OpenAPI Config
Configure OpenAPI metadata — title, description, servers, security schemes, and more.
The OpenAPI section of your tsgonest configuration controls the metadata, servers, and security schemes that appear in the generated document.
Basic Configuration
import { defineConfig } from '@tsgonest/runtime';
export default defineConfig({
openapi: {
output: 'dist/openapi.json',
title: 'My API',
version: '1.0.0',
description: 'REST API for my application',
},
});This produces:
{
"openapi": "3.2.0",
"info": {
"title": "My API",
"version": "1.0.0",
"description": "REST API for my application"
}
}Multiple Outputs
Generate multiple OpenAPI documents from a single build, each with its own controller filters, metadata, and security configuration.
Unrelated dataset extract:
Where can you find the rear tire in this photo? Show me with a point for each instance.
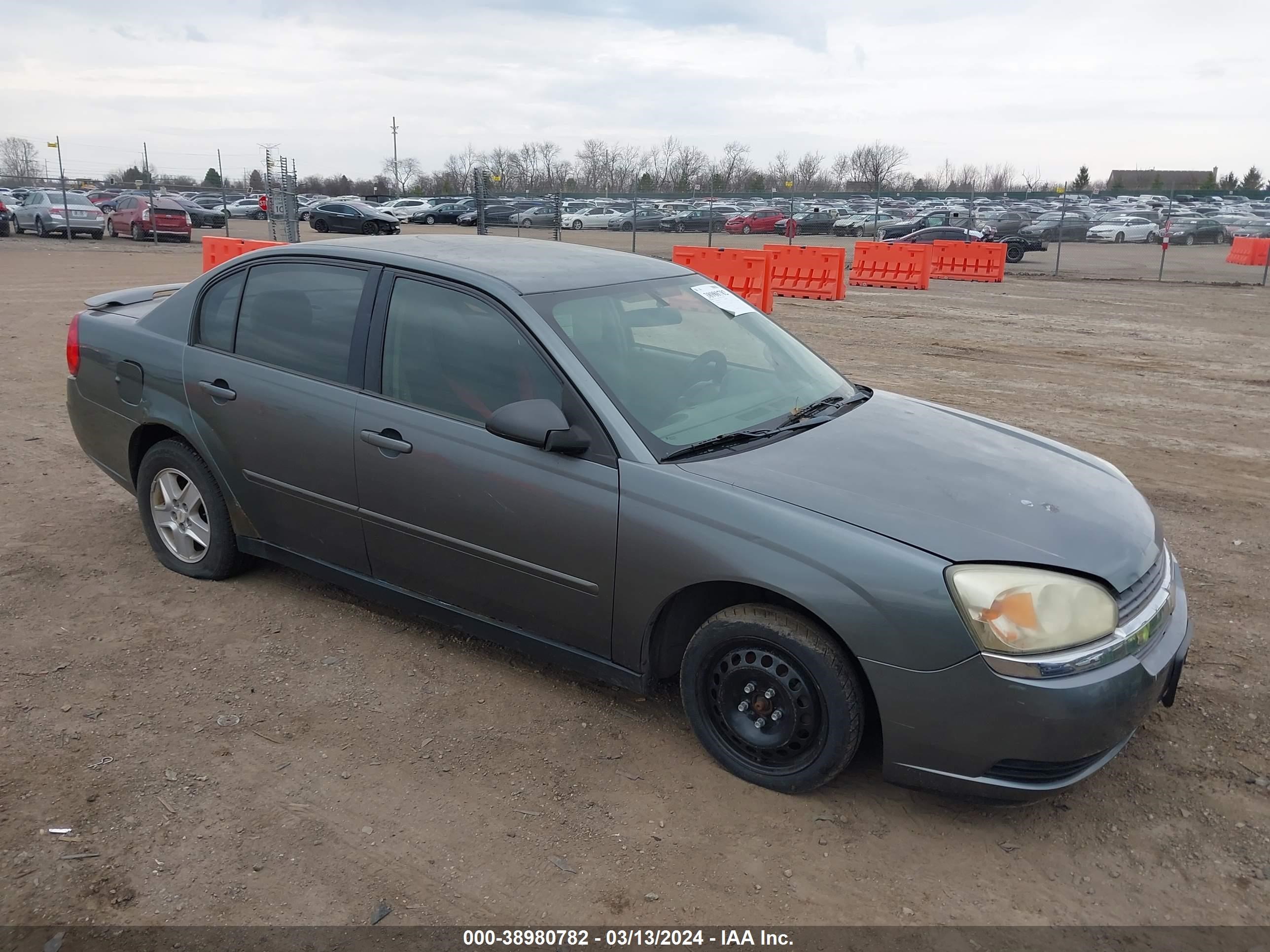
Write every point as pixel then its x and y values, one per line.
pixel 177 460
pixel 814 686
Pass an array instead of a single object:
import { defineConfig } from '@tsgonest/runtime';
export default defineConfig({
controllers: {
include: ['src/**/*.controller.ts'],
},
openapi: [
{
name: 'public',
output: 'dist/public-api.json',
title: 'Public API',
version: '1.0.0',
controllers: {
include: ['src/public/**/*.controller.ts'],
},
securitySchemes: {
apiKey: { type: 'apiKey', in: 'header', name: 'X-API-Key' },
},
},
{
name: 'internal',
output: 'dist/internal-api.json',
title: 'Internal API',
version: '1.0.0',
// No controllers filter — inherits all from top-level
},
],
});Per-Output Controller Filtering
Each output can filter controllers using file globs or route tags:
openapi: [
{
name: 'public',
output: 'dist/public-api.json',
// File-based: only include controllers from specific directories
controllers: {
include: ['src/public/**/*.controller.ts'],
},
// Tag-based: only include routes tagged "public", exclude "deprecated"
includeTags: ['public'],
excludeTags: ['deprecated'],
},
]File and tag filters compose as AND — a route must match both the file glob filter and the tag filter to be included.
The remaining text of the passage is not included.